Reflections Upon an Unexpected Stop
I
The old maxim goes: It’s not what happens to us, but how we react to what happens to us, that determines our success in life. Even in our great age of automation and information, it’s hard to accept that much of what happens in life is beyond our control. We’ve been making plans our whole life - what we’d do, where we’d live, how we’d win - and conditioned ourselves to think everything and anything is within our control.
Except that it’s not.
As I write this I’m wrapping up two days of utter control-lessness. I’m sitting on the train, listening to a lady loudly melt-down on the telephone with an operator: Something’s wrong with her ticket, and she’s certain - certain! - that she bought it right, printed it right and is reading it right. Now just what is the operator going to do about it (we’re all wondering this, in fact) because there’s no way she’s getting off this train. Oh, she’s all ears to hear the explanation, by golly!
Because she’s in control.
Twenty-four hours ago, the plane I was on diverted to Washington, DC just five minutes before we should have landed in Newark. Bad weather, low fuel and the end of the day combined for a perfect storm in the Northeast. The Captain told us it the FAA controlled the airport. The flight attendants told us the computer would control our flight reassignments. The ground crew couldn't unload our luggage because the rules controlled when they could work in the rain. With so little control, what were passengers to do, other than fasten their belts and prepare for the worst?
Or the best!
How we handle life’s unexpected situations is a sign of our maturity, our ability and of most of all our philosophy. It’s a matter of attitude more than anything else: certainly no amount of knowledge, power or money was going to change Mother Nature’s mind. It’s also a matter of possibility: The ability to see a situation and decide between crisis and opportunity - for change, for creativity, for adventure - that gives us the greatest power to weather the storm.

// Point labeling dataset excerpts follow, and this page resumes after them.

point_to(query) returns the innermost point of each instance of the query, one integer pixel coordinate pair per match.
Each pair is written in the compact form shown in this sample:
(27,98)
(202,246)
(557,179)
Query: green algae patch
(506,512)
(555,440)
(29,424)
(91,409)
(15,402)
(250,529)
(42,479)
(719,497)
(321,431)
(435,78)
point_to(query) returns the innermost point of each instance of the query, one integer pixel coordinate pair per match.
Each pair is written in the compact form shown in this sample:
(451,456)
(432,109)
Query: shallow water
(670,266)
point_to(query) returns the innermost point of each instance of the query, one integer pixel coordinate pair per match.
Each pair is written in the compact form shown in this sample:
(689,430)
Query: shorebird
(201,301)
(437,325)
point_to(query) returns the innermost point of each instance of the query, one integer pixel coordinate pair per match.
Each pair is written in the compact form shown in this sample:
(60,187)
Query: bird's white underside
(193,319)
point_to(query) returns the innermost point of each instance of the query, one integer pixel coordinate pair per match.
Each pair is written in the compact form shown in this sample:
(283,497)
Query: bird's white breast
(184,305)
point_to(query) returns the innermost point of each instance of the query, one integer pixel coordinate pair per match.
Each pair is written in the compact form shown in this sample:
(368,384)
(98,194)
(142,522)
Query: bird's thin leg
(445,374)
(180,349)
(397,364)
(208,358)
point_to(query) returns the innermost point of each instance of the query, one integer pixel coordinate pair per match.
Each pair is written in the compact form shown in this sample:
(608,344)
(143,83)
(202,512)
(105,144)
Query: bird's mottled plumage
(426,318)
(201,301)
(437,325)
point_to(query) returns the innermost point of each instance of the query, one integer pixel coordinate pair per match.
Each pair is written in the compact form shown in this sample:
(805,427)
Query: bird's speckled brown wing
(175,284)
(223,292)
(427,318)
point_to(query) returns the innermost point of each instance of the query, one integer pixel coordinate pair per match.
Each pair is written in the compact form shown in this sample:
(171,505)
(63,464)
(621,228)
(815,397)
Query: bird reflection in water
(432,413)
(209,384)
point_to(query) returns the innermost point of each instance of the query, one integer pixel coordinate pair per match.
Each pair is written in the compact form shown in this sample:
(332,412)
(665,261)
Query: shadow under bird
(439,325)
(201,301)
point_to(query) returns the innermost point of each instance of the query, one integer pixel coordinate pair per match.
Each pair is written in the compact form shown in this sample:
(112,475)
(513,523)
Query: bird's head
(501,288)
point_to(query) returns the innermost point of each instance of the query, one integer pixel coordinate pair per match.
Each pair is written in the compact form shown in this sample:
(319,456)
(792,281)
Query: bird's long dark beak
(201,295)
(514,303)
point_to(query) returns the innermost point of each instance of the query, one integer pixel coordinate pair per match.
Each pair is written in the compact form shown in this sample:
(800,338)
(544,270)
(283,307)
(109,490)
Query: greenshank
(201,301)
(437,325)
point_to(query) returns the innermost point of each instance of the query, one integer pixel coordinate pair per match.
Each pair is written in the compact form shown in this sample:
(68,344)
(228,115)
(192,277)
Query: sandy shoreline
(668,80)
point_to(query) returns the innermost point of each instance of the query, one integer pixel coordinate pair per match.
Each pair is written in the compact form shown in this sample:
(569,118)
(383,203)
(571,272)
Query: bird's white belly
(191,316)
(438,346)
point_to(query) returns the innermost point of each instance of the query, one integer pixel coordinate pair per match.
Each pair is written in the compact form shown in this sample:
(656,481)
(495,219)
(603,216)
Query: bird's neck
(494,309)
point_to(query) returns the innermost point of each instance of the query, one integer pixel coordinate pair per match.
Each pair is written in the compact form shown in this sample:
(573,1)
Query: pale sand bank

When we can go with the flow.
To go with the flow requires us to give up control, but it doesn’t mean we lose sight of our goals. There’s great value in learning how to become comfortable with uncomfortable. In our careers, we must master not just the rules, but the detours. We learn more from the deals that go awry than those that go smoothly; that’s something customers will pay for, and keeps us ahead of mere machines. In our personal lives, most growth comes in the form of opportunities masquerading as trouble. Or at least discomfort, as the route to better health or wealth isn’t always easy. Over time, we learn not only to deal with difficulties that are thrown at us: We learn to shake things up on our own - to disrupt ourselves, to take purposeful risks, to make a break for it - when others would be satisfied with the predictable.
To master our lives, we learn to turn disappointment into adventure. We recognize when “figuring it out” is more valuable than going “according to plan.” We remind ourselves that we’ve been in tougher situations before, and gain confidence to try again next time, too. And we come to realize that a change of plans isn’t always a matter of good and bad.
Sometimes it’s just different, and it’s up to us to enjoy.
Unlike the acorn, we have the power to act; we are more than a list of prescribed moments.
The greatest value comes disguised as the unknown; make surprise the hallmark, not the exception of your experience.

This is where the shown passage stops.